Avec le temps, « le but officiel (de l’embargo) a évolué », note John Kavulich, président du Conseil économique cubano-américain. « De manière générale, le but non-officiel a été d’obtenir un changement de régime, et publiquement d’obtenir un changement d’attitude du régime ».

Ces dernières années, le gouvernement américain a justifié son embargo autour de deux questions: les droits de l’homme et le soutien de La Havane au gouvernement de Nicolas Maduro au Venezuela. Sans obtenir de concessions cubaines sur ces points.

 

2 – Renforcé au fil des ans…

« Non seulement la justification a évolué, mais aussi le type d’actions » mis en oeuvre, souligne Alina Lopez Hernandez, chercheuse et éditorialiste du média en ligne La Joven Cuba.

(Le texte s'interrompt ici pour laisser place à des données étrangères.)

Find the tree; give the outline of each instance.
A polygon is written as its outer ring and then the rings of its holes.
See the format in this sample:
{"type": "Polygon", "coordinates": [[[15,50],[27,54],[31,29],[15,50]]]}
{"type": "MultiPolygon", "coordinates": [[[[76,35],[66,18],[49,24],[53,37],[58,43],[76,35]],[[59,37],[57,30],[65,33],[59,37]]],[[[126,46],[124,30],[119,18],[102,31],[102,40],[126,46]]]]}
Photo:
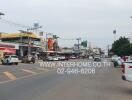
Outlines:
{"type": "Polygon", "coordinates": [[[112,44],[112,49],[110,50],[118,56],[126,56],[132,54],[132,44],[125,37],[120,37],[112,44]]]}

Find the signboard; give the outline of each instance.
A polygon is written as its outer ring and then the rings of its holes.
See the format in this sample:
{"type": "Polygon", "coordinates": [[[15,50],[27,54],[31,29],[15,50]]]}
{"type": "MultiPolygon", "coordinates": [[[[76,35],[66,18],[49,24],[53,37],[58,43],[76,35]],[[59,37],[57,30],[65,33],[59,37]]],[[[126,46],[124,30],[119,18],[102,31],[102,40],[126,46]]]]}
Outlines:
{"type": "Polygon", "coordinates": [[[19,44],[0,42],[0,47],[19,49],[19,44]]]}

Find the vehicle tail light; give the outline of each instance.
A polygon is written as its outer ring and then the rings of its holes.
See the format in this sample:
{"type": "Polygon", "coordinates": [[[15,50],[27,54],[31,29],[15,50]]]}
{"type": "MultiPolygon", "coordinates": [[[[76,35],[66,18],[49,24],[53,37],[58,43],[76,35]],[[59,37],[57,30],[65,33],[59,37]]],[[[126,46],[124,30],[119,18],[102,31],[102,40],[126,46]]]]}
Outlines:
{"type": "Polygon", "coordinates": [[[121,68],[122,68],[122,73],[125,73],[125,65],[124,64],[121,65],[121,68]]]}

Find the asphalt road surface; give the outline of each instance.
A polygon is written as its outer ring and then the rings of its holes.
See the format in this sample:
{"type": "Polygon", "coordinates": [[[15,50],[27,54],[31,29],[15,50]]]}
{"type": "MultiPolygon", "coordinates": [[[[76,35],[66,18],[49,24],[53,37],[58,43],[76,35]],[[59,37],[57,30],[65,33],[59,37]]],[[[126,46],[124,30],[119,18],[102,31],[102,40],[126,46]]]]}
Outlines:
{"type": "Polygon", "coordinates": [[[0,100],[132,100],[132,83],[112,65],[95,68],[95,74],[58,74],[39,64],[0,65],[0,100]]]}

« Tant que (l’embargo) était bilatéral, c’était plus facile pour Cuba », c’était d’ailleurs un sujet « à peine mentionné dans les trois premières décennies de la révolution » par le gouvernement cubain, alors soutenu par le grand frère soviétique.

Mais depuis les lois Torricelli (1992) et Helms-Burton (1996) les entreprises et banques étrangères opérant avec Cuba risquent de lourdes sanctions.

Selon Alina Lopez, « avec ces deux lois, (l’embargo) a perdu son caractère bilatéral, il s’est externalisé et est devenu un blocus », le terme employé par le gouvernement cubain qui estime les dommages accumulés pour son économie à 150 milliards de dollars à prix courants.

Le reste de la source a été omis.